# MASSIVE 8GB VPS - Miami Florida -



## AnthonySmith (Jun 10, 2013)

Hi Folks,

Rather than posting a huge list of offers again this time I thought I would post the big one and try something a little different.

*Main Offer:*

*Miami Florida USA*

*8GB Xen VPS*

8GB Ram

8GB Swap

8 Cores Equal Share (E5-2620)

200GB Raid 10 disk space (8 drive array)

4TB Bandwidth on shared gbit port

2 x IPv4 (Second on request with justification)

5 x IPv6 (More available for free)


----------



## SeriesN (Jun 10, 2013)

Glad we don't have 7$ limit! Awesonme deal mate!


----------



## Reece-DM (Jun 10, 2013)

Very nice


----------



## shovenose (Jun 10, 2013)

Is it Xen PV or Xen HVM?


----------



## AnthonySmith (Jun 10, 2013)

PV, however the Node is HVM capable so I can do HVM too but by arrangement in Miami.


----------



## drmike (Jun 10, 2013)

What you can't give these away for free  ?

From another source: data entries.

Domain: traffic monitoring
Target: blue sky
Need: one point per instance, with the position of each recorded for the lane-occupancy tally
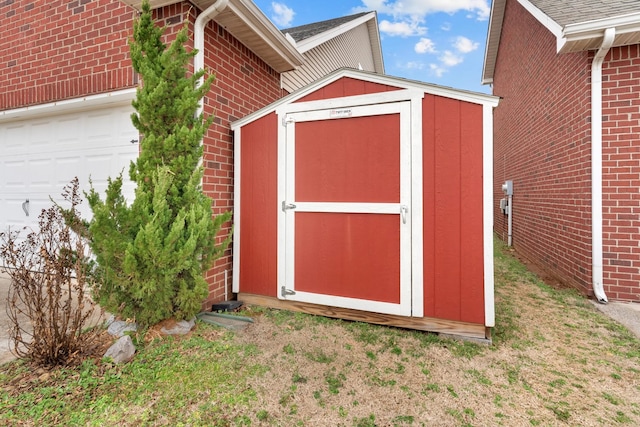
(435, 41)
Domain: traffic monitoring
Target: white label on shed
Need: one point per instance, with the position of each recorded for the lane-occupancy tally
(341, 113)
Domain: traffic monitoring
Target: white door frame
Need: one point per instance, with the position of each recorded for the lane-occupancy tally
(408, 104)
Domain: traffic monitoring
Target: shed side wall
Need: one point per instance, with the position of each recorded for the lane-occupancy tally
(453, 229)
(257, 219)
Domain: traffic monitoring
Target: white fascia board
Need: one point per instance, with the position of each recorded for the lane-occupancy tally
(318, 39)
(494, 31)
(89, 102)
(588, 30)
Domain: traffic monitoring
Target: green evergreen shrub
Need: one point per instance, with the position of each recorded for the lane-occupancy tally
(152, 254)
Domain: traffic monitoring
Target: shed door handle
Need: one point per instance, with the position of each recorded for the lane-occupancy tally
(403, 212)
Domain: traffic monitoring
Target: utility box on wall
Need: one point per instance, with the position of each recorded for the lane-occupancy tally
(369, 197)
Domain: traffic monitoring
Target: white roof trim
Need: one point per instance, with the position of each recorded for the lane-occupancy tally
(595, 29)
(545, 20)
(276, 51)
(318, 39)
(473, 97)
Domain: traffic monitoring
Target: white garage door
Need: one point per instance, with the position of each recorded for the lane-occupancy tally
(41, 154)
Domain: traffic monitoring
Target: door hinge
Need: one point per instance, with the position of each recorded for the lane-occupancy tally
(284, 292)
(286, 206)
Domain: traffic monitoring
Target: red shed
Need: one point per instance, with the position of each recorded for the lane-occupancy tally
(368, 197)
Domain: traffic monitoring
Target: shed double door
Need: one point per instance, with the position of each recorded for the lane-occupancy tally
(347, 207)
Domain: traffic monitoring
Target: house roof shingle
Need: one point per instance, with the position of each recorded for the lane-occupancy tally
(304, 32)
(566, 12)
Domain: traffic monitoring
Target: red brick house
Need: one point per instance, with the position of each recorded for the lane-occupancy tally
(567, 134)
(66, 85)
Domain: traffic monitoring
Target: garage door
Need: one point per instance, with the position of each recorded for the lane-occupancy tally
(40, 155)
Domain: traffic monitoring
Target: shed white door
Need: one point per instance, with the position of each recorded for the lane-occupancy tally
(41, 155)
(347, 209)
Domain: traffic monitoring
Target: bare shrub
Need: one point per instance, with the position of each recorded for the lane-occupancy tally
(53, 320)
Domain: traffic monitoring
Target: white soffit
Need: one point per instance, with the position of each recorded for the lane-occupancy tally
(246, 22)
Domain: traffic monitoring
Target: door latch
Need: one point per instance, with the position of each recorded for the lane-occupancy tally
(284, 292)
(286, 206)
(403, 212)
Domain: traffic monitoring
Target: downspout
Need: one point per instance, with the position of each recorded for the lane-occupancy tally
(198, 37)
(596, 165)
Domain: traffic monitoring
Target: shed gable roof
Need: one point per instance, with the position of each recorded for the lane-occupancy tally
(578, 25)
(399, 82)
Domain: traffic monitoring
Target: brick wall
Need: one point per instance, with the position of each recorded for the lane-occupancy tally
(542, 143)
(244, 84)
(621, 173)
(54, 50)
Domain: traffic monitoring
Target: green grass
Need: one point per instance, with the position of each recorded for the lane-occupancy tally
(101, 393)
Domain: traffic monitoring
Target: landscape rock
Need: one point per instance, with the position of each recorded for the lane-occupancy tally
(122, 350)
(117, 328)
(180, 328)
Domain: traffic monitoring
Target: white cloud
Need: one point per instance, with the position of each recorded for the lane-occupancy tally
(437, 70)
(425, 46)
(413, 65)
(402, 28)
(464, 45)
(282, 14)
(419, 8)
(450, 59)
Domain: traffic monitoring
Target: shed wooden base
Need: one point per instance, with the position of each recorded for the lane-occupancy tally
(462, 330)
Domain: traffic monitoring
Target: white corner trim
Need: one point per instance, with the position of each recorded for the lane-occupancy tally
(487, 202)
(237, 143)
(89, 102)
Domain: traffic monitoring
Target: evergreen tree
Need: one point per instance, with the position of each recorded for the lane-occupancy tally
(152, 255)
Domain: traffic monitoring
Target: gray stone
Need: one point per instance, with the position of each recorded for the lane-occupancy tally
(122, 350)
(180, 328)
(117, 328)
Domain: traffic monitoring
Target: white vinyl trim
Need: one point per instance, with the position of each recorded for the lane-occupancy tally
(417, 256)
(235, 287)
(316, 108)
(487, 203)
(286, 236)
(343, 207)
(84, 103)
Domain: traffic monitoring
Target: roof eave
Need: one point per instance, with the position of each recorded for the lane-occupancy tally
(370, 19)
(588, 35)
(251, 27)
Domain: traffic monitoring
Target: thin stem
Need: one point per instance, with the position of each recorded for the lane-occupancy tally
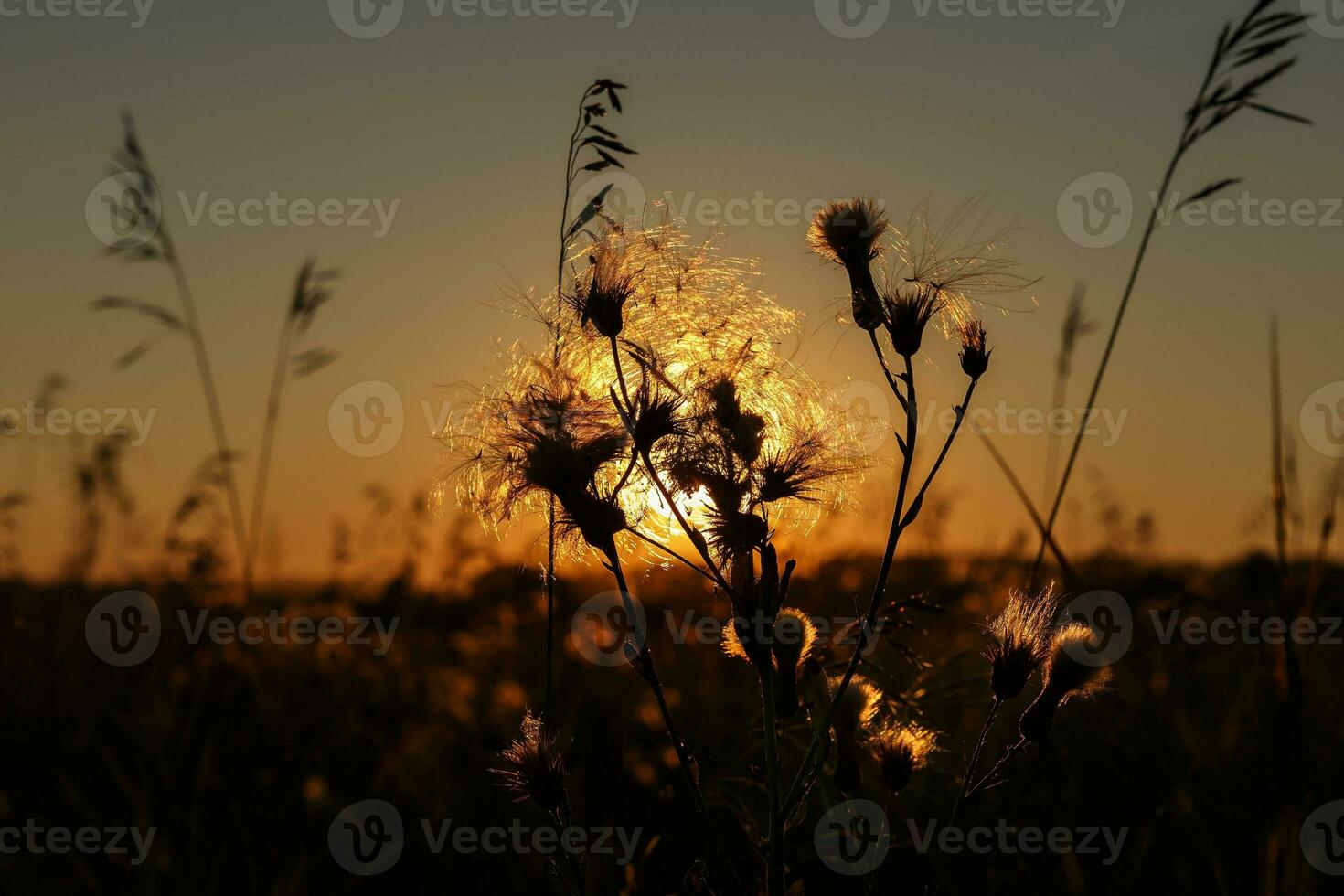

I think it is awesome to see a large RAM offer like this.


----------



## shovenose (Jun 10, 2013)

buffalooed said:


> What you can't give these away for free  ? I think it is awesome to see a large RAM offer like this.


Hey, I've got an 8GB offer soon but it's gonna be $160 not $22.50


----------



## drmike (Jun 10, 2013)

8GB at $160. Yeah that's not going to get gobbled up for sure.


Hate to sound like el cheapo, but $160 is dedicated server pricing to provide multiple VMs.


----------



## ztec (Jun 16, 2013)

I would like an 128mb RAM VPS with you in The Netherlands, payment by 6 months.

Please PM.


----------